Setelah itu, perlombaan pacuan sapi ini akan dimulai. Pertama dimulai untuk menentukan klasemen peserta. Pada babak ini, peserta akan mengatur strategi agar sapi pacuan mereka masuk ke kelompok 'atas' agar pada babak selanjutnya (penyisihan), bisa berlomba dengan sapi pacuan kelompok 'bawah'.

Kemudian babak penyisihan terbagi menjadi babak pertama, kedua, ketiga, dan keempat atau babak final. Dalam babak penyisihan ini, permainan memakai sistem gugur. Jadi, sapi-sapi pacuan yang sudah kalah tidak bisa mengikuti pertandingan babak selanjutnya.

Sedangkan sapi pacuan yang menjadi pemenang akan berhadapan lagi dengan pemenang dari pertandingan lainnya. Begitu seterusnya hingga tersisa satu sapi karapan sebagai pemenang.

Jika diperhatikan, Karapan Sapi tak sekadar perlombaan, tetapi juga mengandung nilai-nilai luhur dalam kehidupan bermasyarakat. Seperti kerja keras, kerja sama, sportivitas, persaingan, dan ketertiban.

Dilansir dari laman Kemdikbug.go.id, kemunculan tradisi Karapan Sapi tidak dapat dipisahkan dari kondisi tanah di Madura yang kurang subur. Dengan kondisi alam tersebut, maka masyarakat Madura lebih memilih menjadi nelayan atau beternak sapi daripada menjadi petani. Bagi masyarakat peternak, sapi-sapi itu juga dimanfaatkan untuk membajak sawah atau ladang. Masyarakat Madura sudah mengenal Karapan Sapi dari waktu yang cukup lama.

Ada juga yang menyebut sejarah tradisi Karapan Sapi disebut berkaitan dengan seorang ulama Sumenep bernama Syekh Ahmad Baidawi. Ahmad Baidawi alias Pangeran Katandur ini memperkenalkan cara bercocok tanam dengan sepasang bambu yang ditarik oleh dua ekor sapi. Awalnya, Karapan Sapi ini digelar untuk memperoleh sapi kuat yang bisa membajak sawah. Namun lambat laun Karapan Sapi ini menjadi ajang perlombaan hingga saat ini.

Jenis-jenis Karapan Sapi

Tradisi Karapan Sapi terdiri dari beberapa jenis, mulai dari karapan kecil tingkat kecamatan, hingga Karapan tingkat karesidenan yang diikuti oleh para juara tiap wilayah dan menjadi puncak acara.
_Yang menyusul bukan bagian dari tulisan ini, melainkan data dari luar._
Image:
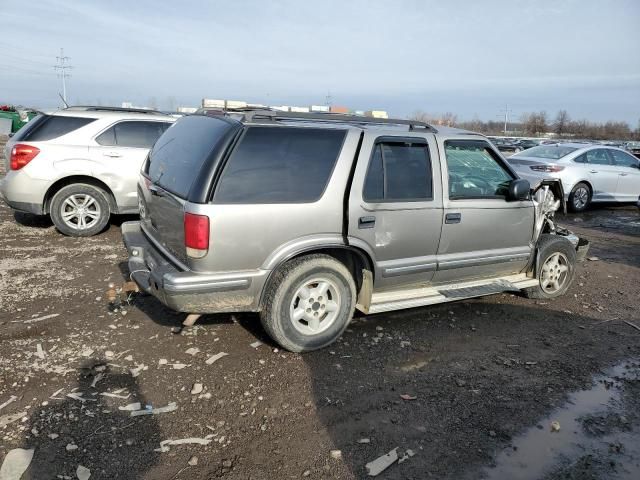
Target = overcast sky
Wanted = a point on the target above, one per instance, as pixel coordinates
(467, 57)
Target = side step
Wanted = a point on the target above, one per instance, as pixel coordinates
(417, 297)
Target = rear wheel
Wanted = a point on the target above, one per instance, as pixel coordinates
(80, 210)
(309, 303)
(556, 268)
(580, 197)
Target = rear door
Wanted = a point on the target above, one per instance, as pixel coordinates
(395, 206)
(118, 154)
(483, 234)
(628, 167)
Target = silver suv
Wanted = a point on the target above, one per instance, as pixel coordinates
(80, 165)
(305, 218)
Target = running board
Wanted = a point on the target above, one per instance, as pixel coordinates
(421, 296)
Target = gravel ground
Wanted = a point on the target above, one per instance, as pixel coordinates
(464, 390)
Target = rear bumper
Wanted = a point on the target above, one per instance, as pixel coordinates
(184, 290)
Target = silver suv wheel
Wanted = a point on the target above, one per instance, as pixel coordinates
(80, 211)
(315, 306)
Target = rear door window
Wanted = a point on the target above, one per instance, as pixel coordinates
(53, 126)
(399, 172)
(280, 165)
(136, 134)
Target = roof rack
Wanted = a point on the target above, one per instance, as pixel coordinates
(97, 108)
(272, 115)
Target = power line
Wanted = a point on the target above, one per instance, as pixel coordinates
(61, 67)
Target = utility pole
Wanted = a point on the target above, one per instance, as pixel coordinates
(61, 67)
(506, 112)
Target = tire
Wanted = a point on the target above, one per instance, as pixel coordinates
(293, 287)
(549, 272)
(580, 197)
(80, 210)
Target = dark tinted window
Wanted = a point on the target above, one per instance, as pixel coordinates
(53, 127)
(138, 134)
(475, 171)
(178, 155)
(623, 159)
(280, 165)
(30, 125)
(399, 172)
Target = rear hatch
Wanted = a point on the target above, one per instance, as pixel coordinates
(180, 168)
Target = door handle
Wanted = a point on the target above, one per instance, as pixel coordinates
(366, 222)
(453, 218)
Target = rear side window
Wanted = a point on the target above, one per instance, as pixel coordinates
(177, 157)
(399, 172)
(137, 134)
(53, 127)
(280, 165)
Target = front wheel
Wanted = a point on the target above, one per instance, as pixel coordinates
(580, 197)
(308, 303)
(80, 210)
(556, 267)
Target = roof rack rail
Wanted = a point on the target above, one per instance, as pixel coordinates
(98, 108)
(272, 115)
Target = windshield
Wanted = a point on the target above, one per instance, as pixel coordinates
(552, 152)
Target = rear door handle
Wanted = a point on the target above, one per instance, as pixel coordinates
(453, 218)
(366, 222)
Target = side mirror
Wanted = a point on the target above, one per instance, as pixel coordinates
(519, 189)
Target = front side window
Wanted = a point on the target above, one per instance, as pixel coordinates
(280, 165)
(623, 159)
(135, 134)
(475, 171)
(399, 172)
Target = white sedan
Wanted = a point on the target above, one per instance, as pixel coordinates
(589, 173)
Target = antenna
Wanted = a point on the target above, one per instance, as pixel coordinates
(61, 67)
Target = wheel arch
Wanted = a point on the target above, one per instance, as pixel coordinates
(355, 259)
(72, 179)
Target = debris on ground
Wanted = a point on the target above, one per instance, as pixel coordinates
(15, 463)
(215, 358)
(154, 411)
(380, 464)
(83, 473)
(164, 445)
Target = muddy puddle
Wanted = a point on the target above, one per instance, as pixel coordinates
(598, 436)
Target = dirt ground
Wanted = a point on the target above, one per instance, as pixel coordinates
(483, 380)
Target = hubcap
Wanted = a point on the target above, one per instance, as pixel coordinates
(80, 211)
(554, 273)
(580, 197)
(315, 306)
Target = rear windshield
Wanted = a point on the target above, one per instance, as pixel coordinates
(177, 157)
(552, 152)
(52, 126)
(280, 165)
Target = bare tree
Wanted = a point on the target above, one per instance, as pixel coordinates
(561, 123)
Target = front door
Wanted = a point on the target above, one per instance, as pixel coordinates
(395, 207)
(483, 234)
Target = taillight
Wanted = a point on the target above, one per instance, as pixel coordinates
(547, 168)
(21, 155)
(196, 234)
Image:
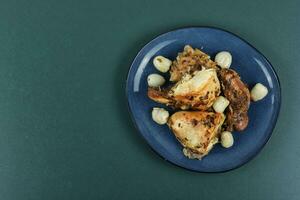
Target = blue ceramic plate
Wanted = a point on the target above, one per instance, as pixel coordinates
(252, 66)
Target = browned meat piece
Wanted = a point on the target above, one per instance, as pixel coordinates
(188, 61)
(197, 91)
(239, 96)
(197, 131)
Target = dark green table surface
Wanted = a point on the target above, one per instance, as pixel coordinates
(65, 132)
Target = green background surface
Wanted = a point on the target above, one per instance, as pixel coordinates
(65, 132)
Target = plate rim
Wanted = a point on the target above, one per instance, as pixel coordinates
(237, 36)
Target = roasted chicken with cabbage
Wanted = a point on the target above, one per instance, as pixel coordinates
(206, 89)
(197, 131)
(196, 91)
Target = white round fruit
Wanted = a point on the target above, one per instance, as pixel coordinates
(160, 115)
(155, 80)
(220, 104)
(258, 92)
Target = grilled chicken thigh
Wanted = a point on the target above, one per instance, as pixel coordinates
(197, 91)
(197, 131)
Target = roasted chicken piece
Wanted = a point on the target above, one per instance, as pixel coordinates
(189, 61)
(197, 91)
(197, 131)
(239, 96)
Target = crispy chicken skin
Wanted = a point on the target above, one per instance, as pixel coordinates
(197, 91)
(239, 96)
(189, 61)
(197, 131)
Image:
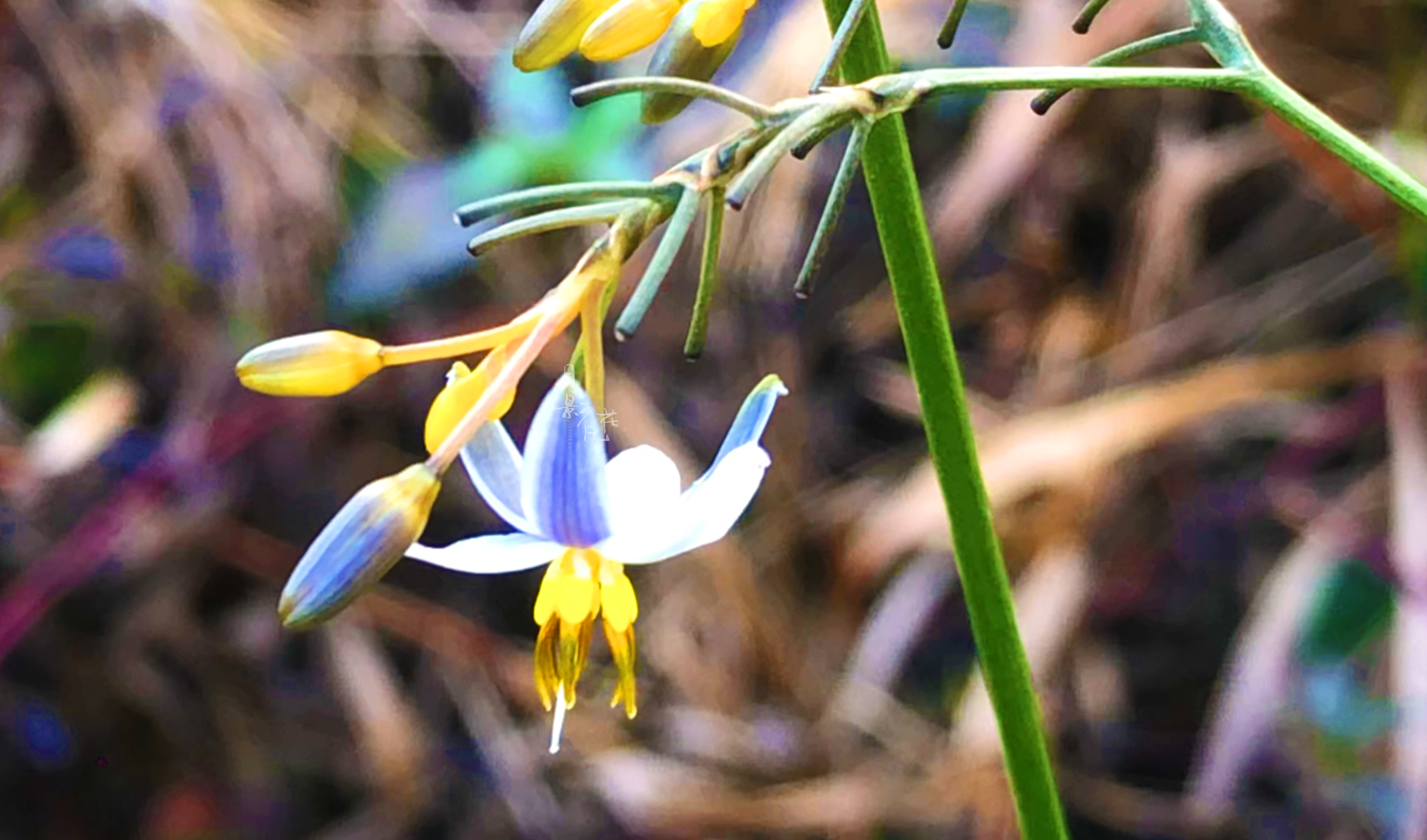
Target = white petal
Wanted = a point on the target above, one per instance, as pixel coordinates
(644, 490)
(490, 555)
(494, 465)
(705, 512)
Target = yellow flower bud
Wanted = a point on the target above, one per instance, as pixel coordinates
(464, 387)
(718, 20)
(367, 537)
(554, 32)
(683, 55)
(317, 364)
(628, 28)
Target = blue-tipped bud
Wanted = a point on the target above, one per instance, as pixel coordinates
(360, 545)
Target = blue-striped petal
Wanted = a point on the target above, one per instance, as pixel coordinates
(704, 514)
(490, 555)
(753, 417)
(494, 465)
(563, 480)
(713, 504)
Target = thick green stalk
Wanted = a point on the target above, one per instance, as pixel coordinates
(912, 273)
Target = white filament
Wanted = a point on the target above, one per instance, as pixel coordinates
(560, 719)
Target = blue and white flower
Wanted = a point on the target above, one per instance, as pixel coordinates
(587, 518)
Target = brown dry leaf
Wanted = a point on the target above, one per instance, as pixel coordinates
(1252, 688)
(1408, 435)
(1069, 447)
(83, 427)
(391, 739)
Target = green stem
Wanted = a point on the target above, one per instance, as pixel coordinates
(907, 249)
(1134, 50)
(1271, 92)
(593, 93)
(543, 223)
(708, 277)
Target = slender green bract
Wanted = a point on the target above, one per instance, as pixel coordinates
(912, 273)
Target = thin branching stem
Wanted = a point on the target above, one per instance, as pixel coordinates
(1173, 39)
(660, 264)
(598, 90)
(833, 210)
(543, 223)
(539, 198)
(954, 22)
(840, 43)
(708, 277)
(1088, 15)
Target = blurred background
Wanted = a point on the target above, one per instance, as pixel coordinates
(1186, 329)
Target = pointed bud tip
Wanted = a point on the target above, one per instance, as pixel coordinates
(314, 364)
(359, 547)
(773, 383)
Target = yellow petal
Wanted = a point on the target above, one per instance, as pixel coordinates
(628, 28)
(546, 600)
(618, 602)
(554, 32)
(718, 20)
(577, 600)
(461, 393)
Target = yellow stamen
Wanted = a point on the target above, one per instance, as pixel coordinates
(617, 597)
(577, 590)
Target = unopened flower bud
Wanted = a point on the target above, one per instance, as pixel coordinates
(367, 537)
(683, 55)
(554, 32)
(628, 28)
(720, 20)
(464, 387)
(316, 364)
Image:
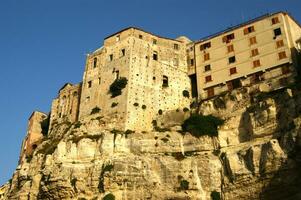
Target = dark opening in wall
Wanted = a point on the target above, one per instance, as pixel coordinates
(94, 62)
(155, 56)
(277, 32)
(194, 90)
(165, 81)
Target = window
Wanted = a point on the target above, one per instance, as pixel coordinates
(275, 20)
(253, 40)
(279, 43)
(176, 46)
(282, 55)
(176, 61)
(233, 70)
(207, 68)
(89, 84)
(116, 74)
(232, 59)
(206, 56)
(249, 29)
(285, 69)
(208, 78)
(94, 62)
(254, 52)
(277, 32)
(123, 52)
(230, 48)
(210, 92)
(205, 46)
(256, 63)
(191, 62)
(228, 38)
(155, 56)
(165, 81)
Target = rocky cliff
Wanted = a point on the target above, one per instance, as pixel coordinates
(255, 156)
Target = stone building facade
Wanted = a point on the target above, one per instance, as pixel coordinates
(66, 105)
(159, 70)
(261, 50)
(34, 134)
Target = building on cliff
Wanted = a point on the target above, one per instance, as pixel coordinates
(161, 74)
(34, 135)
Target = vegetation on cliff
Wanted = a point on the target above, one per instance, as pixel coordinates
(199, 125)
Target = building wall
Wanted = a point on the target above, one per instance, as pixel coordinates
(34, 134)
(266, 45)
(144, 74)
(147, 94)
(66, 105)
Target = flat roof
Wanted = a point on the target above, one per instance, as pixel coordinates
(139, 29)
(243, 24)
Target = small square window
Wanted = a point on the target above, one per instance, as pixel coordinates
(279, 43)
(233, 70)
(282, 55)
(123, 52)
(256, 63)
(232, 59)
(254, 52)
(205, 46)
(111, 57)
(207, 68)
(275, 20)
(206, 56)
(253, 40)
(230, 48)
(277, 32)
(155, 56)
(191, 62)
(176, 46)
(249, 29)
(210, 92)
(208, 78)
(89, 84)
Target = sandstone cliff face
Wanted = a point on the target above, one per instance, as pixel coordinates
(256, 156)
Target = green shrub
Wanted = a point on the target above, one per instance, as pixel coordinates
(199, 125)
(114, 104)
(185, 109)
(109, 196)
(184, 185)
(95, 110)
(45, 125)
(186, 93)
(215, 195)
(77, 124)
(117, 86)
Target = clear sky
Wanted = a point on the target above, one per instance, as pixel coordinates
(43, 44)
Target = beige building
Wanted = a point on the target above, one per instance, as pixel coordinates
(263, 49)
(158, 70)
(156, 73)
(34, 134)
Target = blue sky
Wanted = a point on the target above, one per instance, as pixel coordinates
(43, 45)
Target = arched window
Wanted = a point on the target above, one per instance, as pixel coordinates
(165, 81)
(94, 62)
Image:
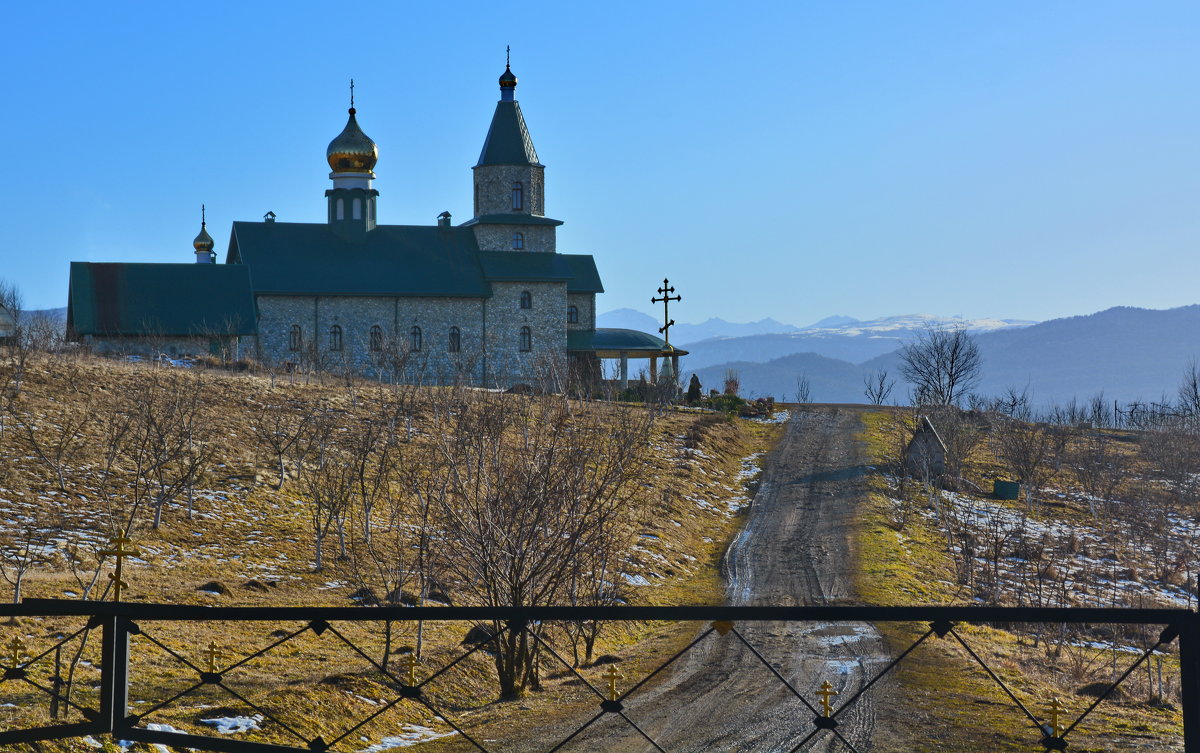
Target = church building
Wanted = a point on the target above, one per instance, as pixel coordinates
(486, 302)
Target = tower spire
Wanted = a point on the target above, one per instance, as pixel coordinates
(203, 242)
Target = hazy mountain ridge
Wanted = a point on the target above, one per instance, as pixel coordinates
(855, 342)
(1127, 353)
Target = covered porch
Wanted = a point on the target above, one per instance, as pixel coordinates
(586, 348)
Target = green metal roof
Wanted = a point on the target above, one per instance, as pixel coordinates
(577, 270)
(508, 138)
(395, 260)
(511, 220)
(607, 339)
(160, 299)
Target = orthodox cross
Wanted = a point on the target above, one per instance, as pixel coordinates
(408, 663)
(213, 655)
(1056, 708)
(666, 290)
(120, 548)
(825, 693)
(16, 648)
(612, 675)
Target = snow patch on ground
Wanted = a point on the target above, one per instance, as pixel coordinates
(411, 735)
(233, 724)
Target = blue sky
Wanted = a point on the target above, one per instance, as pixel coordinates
(793, 160)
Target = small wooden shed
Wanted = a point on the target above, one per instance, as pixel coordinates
(925, 456)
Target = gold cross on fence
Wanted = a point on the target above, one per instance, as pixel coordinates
(408, 663)
(120, 547)
(612, 675)
(213, 655)
(16, 648)
(825, 693)
(1056, 710)
(667, 321)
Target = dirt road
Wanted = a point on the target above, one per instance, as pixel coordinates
(793, 550)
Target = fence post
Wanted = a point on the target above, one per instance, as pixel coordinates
(123, 628)
(1189, 681)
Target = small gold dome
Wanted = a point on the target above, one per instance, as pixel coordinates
(203, 242)
(352, 151)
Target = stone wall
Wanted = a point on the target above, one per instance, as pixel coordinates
(587, 305)
(545, 363)
(499, 238)
(396, 354)
(493, 190)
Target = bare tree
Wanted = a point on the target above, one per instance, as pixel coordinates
(803, 389)
(732, 381)
(28, 546)
(942, 365)
(877, 387)
(534, 483)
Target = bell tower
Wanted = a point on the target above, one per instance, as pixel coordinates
(509, 182)
(352, 157)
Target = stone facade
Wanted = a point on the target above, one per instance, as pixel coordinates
(546, 356)
(227, 347)
(493, 190)
(586, 307)
(499, 238)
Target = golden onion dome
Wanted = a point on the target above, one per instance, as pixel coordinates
(203, 242)
(508, 79)
(352, 151)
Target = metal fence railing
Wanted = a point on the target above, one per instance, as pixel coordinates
(106, 670)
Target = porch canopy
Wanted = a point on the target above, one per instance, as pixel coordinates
(624, 344)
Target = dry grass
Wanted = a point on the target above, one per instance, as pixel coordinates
(940, 687)
(256, 542)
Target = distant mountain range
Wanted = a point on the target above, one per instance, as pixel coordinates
(835, 337)
(1127, 353)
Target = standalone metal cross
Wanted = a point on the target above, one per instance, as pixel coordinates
(16, 648)
(121, 547)
(825, 693)
(1056, 709)
(213, 655)
(612, 675)
(667, 321)
(408, 663)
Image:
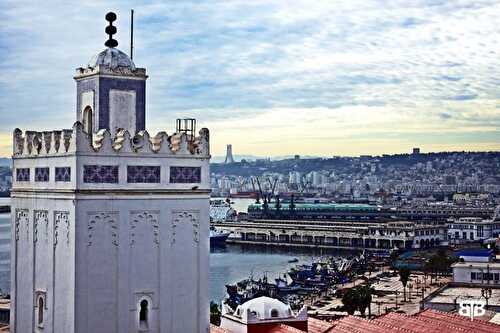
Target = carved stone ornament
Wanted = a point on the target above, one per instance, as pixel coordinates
(149, 217)
(61, 219)
(183, 217)
(40, 219)
(109, 219)
(21, 217)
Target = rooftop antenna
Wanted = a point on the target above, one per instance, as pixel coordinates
(131, 34)
(110, 30)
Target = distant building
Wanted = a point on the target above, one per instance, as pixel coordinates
(472, 229)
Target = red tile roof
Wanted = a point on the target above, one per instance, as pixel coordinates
(428, 321)
(217, 329)
(282, 328)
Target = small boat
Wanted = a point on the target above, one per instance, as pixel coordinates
(218, 237)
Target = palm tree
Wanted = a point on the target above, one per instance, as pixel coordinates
(214, 313)
(404, 276)
(365, 299)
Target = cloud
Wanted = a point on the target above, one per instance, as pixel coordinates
(374, 66)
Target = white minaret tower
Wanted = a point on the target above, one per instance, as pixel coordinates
(229, 154)
(110, 225)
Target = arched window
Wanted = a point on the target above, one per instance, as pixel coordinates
(40, 310)
(143, 314)
(87, 119)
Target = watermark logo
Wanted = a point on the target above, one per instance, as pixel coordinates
(472, 308)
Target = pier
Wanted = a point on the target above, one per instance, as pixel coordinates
(326, 234)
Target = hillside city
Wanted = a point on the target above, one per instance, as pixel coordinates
(470, 177)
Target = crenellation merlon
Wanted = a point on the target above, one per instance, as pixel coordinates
(81, 72)
(75, 140)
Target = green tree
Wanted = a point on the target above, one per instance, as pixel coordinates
(365, 293)
(214, 313)
(404, 276)
(351, 300)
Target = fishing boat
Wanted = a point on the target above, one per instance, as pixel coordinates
(221, 211)
(218, 237)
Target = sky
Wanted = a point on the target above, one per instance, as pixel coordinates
(273, 78)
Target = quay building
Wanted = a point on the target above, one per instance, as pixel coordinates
(353, 226)
(110, 223)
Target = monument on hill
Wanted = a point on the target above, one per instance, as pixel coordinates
(110, 224)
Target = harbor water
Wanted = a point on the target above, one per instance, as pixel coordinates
(228, 264)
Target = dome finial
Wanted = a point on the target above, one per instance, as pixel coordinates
(111, 30)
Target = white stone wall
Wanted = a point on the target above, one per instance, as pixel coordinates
(42, 248)
(142, 248)
(99, 249)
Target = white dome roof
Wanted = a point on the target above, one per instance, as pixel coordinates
(265, 308)
(112, 58)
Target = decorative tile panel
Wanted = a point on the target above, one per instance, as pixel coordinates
(100, 174)
(143, 174)
(63, 174)
(185, 175)
(41, 174)
(23, 174)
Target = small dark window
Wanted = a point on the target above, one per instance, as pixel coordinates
(23, 174)
(42, 174)
(143, 314)
(63, 174)
(40, 311)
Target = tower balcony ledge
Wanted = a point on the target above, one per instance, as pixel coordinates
(75, 141)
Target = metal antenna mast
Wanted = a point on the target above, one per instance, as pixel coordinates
(131, 34)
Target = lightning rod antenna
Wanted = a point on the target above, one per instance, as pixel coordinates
(131, 34)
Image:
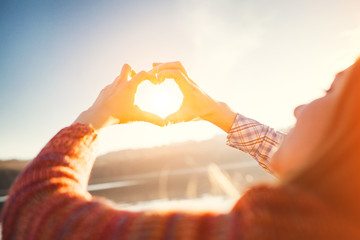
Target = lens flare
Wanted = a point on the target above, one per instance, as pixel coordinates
(162, 99)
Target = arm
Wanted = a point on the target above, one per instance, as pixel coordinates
(245, 134)
(49, 199)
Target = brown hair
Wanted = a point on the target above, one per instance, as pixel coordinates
(335, 172)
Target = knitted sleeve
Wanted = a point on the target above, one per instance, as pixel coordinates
(49, 201)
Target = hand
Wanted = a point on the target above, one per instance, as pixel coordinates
(196, 105)
(115, 103)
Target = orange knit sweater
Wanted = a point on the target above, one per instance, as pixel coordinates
(49, 201)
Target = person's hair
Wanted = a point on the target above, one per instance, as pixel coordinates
(334, 174)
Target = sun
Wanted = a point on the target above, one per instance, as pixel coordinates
(162, 99)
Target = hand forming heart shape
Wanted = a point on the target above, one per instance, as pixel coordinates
(162, 99)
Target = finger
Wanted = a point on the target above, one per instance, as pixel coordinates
(172, 65)
(140, 77)
(150, 117)
(176, 117)
(132, 73)
(178, 76)
(156, 64)
(124, 74)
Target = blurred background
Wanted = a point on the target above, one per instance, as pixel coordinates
(261, 57)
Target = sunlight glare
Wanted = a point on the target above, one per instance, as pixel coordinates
(162, 99)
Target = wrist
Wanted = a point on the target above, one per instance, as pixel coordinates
(222, 116)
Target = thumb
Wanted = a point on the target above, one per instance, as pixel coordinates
(149, 117)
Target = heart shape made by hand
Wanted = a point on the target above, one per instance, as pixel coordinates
(162, 99)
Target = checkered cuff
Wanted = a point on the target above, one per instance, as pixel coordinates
(254, 138)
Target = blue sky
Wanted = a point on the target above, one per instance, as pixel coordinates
(261, 57)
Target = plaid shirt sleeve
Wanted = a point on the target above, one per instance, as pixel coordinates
(256, 139)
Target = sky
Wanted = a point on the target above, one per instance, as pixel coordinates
(261, 57)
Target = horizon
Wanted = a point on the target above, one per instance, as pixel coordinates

Masing-masing jenis tradisi Karapan Sapi ini juga berdasarkan pada lingkup perlombaan dan panjang lintasan.

Kerrap Keni

Kerrap Keni atau karapan kecil merupakan nama untuk salah satu jenis Karapan Sapi. Kerrap Keni digelar di tingkat kecamatan atau kelurahan dengan lintasan pacu sepanjang 100 meter. Pemenang Kerrap Keni akan mendapatkan hak untuk mengikuti Karapan Sapi di tingkat yang lebih tinggi.

Kerrap Rajah

Para juara Kerrap Keni akan berlomba di Kerrap Rajah atau karapan besar ini yang lingkupnya berada di tingkat kabupaten/kota. Adapun panjang lintasan Karapan Sapi jenis ini mencapai 120 meter.

Kerrap Gubeng

Kerrap Gubeng atau Kerrap Karesidenan dilaksanakan di tingkat eks Karesidenan Madura. Peserta dalam Kerrap Gubeng ini merupakan para pemenang dari Kerrap Rajah. Karapan Sapi jenis ini diselenggarakan pada hari Minggu sebagai acara puncak untuk mengakhiri musim karapan. Selain ketiga jenis itu, masih ada beberapa jenis Karapan Sapi lain seperti Kerrap Onjangan atau Undangan dan Kerrap Ajar-ajaran atau latihan.